Barlennan could not see all this, but
Lackland relayed the description to him tensely until the city
below faded from sight in the dusk. When he stopped talking the
captain issued a boiled-down version in his own language to the
tensely waiting crew. When that was done Lackland
asked:
“Have you ever heard of people living
this close to the Rim, Barl? Would they be at all likely to be
known to you, or even speak the same language?”
“I doubt it very much. My people become
very uncomfortable, as you know, north of what you once called the
‘hundred-G line.’ I know several languages, but I can’t see any
likelihood of finding one of them spoken here.”
“Then what shall we do? Sneak around
this town, or go through it on the chance its people are not
belligerent? I’d like to see it more closely, I admit, but we have
an important job to do and I don’t want to risk its chances of
success. You at least know your race better than I possibly can;
how do you think they’ll react to us?”
“There’s no one rule, there. They may
be frightened out of their wits at your tank, or my riding on
it—though they might not have normal instincts about height, here
at the Rim. We’ve met lots of strange people in our wanderings, and
sometimes we’ve been able to trade and sometimes we’ve had to
fight. In general, I’d say if we kept weapons out of sight and
trade goods in evidence, they would at least investigate before
getting violent. I’d like to go down. Will the sled fit through the
bottom of those channels, do you think?”
Lackland paused. “I hadn’t thought of
that,” he admitted after a moment “I’d want to measure them more
carefully first. Maybe it would be best if the tank went down alone
first, with you and anyone else who cared for the ride traveling on
top. That way we might look more peaceful, too—they must have seen
the weapons your men were carrying, and if we leave them
behind—”
“They didn’t see any weapons unless
their eyes are a great deal better than ours,” pointed out
Barlennan. “However, I agree that we’d better go down first and
measure—or better yet, tow the ship around the valley first and go
down afterward as a side trip; I see no need to risk her in those
narrow channels.”
“That’s a thought. Yes, I guess it
would be the best idea, at that. Will you tell your crew what we’ve
decided, and ask if any of them want to come down with us
afterward?”
Barlennan agreed, and returned to the
Bree for the purpose—he could speak
in a lower tone there, although he did not feel that there was any
real danger of being overheard and understood.

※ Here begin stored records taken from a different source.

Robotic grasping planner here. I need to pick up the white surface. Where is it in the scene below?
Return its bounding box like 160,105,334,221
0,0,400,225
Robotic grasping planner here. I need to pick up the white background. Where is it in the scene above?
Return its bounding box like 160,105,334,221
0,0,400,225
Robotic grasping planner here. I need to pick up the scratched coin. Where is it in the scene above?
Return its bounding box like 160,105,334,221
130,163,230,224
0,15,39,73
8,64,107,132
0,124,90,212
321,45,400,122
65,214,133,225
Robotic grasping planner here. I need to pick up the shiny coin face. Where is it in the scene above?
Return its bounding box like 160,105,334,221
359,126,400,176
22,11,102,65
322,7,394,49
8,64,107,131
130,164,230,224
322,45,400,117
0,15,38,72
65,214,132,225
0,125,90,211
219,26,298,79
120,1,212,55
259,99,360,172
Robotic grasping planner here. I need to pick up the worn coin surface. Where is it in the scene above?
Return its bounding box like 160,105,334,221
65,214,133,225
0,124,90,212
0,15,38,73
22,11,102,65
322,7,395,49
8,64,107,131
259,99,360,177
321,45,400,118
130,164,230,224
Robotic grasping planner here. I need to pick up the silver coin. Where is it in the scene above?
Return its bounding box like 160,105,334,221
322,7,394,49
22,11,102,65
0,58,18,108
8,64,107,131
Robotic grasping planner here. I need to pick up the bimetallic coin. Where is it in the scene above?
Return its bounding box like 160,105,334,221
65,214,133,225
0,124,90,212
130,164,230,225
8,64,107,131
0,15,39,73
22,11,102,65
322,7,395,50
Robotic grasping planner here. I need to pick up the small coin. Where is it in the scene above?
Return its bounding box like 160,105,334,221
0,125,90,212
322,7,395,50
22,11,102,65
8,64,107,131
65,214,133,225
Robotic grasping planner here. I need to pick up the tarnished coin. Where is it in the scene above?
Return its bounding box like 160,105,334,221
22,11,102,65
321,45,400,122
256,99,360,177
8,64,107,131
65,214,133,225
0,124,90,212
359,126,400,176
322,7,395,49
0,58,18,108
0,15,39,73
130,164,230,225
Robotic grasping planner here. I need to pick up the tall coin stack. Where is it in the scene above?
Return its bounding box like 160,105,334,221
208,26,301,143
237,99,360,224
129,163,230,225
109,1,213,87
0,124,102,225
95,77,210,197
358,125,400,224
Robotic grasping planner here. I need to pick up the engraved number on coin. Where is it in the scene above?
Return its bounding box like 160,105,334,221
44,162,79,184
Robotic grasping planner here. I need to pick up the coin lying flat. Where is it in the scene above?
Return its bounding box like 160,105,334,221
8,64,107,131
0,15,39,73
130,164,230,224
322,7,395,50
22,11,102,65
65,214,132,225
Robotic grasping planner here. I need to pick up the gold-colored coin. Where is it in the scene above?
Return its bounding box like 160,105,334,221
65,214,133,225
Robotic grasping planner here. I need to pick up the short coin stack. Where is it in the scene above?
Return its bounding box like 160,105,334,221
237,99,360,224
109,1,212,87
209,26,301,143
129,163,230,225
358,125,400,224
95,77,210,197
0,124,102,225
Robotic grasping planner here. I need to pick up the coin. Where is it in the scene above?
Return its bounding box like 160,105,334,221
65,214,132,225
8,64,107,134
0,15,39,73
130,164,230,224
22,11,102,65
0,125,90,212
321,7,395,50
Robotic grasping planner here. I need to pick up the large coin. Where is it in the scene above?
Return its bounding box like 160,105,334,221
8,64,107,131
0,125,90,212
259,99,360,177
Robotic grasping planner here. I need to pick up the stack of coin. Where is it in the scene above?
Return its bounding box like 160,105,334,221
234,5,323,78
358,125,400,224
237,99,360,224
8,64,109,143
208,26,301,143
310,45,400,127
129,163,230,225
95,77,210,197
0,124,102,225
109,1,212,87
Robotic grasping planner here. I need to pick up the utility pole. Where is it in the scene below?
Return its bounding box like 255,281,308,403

The crew in general accepted the
advisability of taking the ship around rather than through the
city, but from that point on there was a little difficulty. All of
them wanted to see the town, but none would even consider riding on
the tank, often as they had seen their captain do so without harm.
Dondragmer broke the deadlock by suggesting that the crew, except
for those left to guard the Bree, follow the
tank into the town; there was no need to ride, since all could now
keep up the speed the vehicle had been using up to this
time.
The few minutes this discussion
consumed brought the sun once more above the horizon; and at
Barlennan’s signal the Earthman swung the tank ninety degrees and
started around the rim of the valley just below its coping of
boulders. He had taken a look at the city before starting, and saw
no sign of life; but as the tank and its tow swung into motion
heads appeared once more at the small doors—many more of them, this
time. Lackland was able to concentrate on his driving, sure now
that their owners would still be there when he was free to examine
them more closely. He attended to his job for the few days required
to get the sled around to the far side of the valley; then the tow
cable was cast off, and the nose of the tank pointed
downhill.
Practically no steering was required;
the vehicle tended to follow the course of the first channel it
met, and went by itself toward the space which Lackland had come to
regard—wholly without justification—as the market place of the
town. Approximately half of the Bree’s crew
followed; the rest, under the second mate, remained as guards on
the ship. Barlennan, as usual, rode on the tank’s roof, with most
of the small supply of trade goods piled behind him.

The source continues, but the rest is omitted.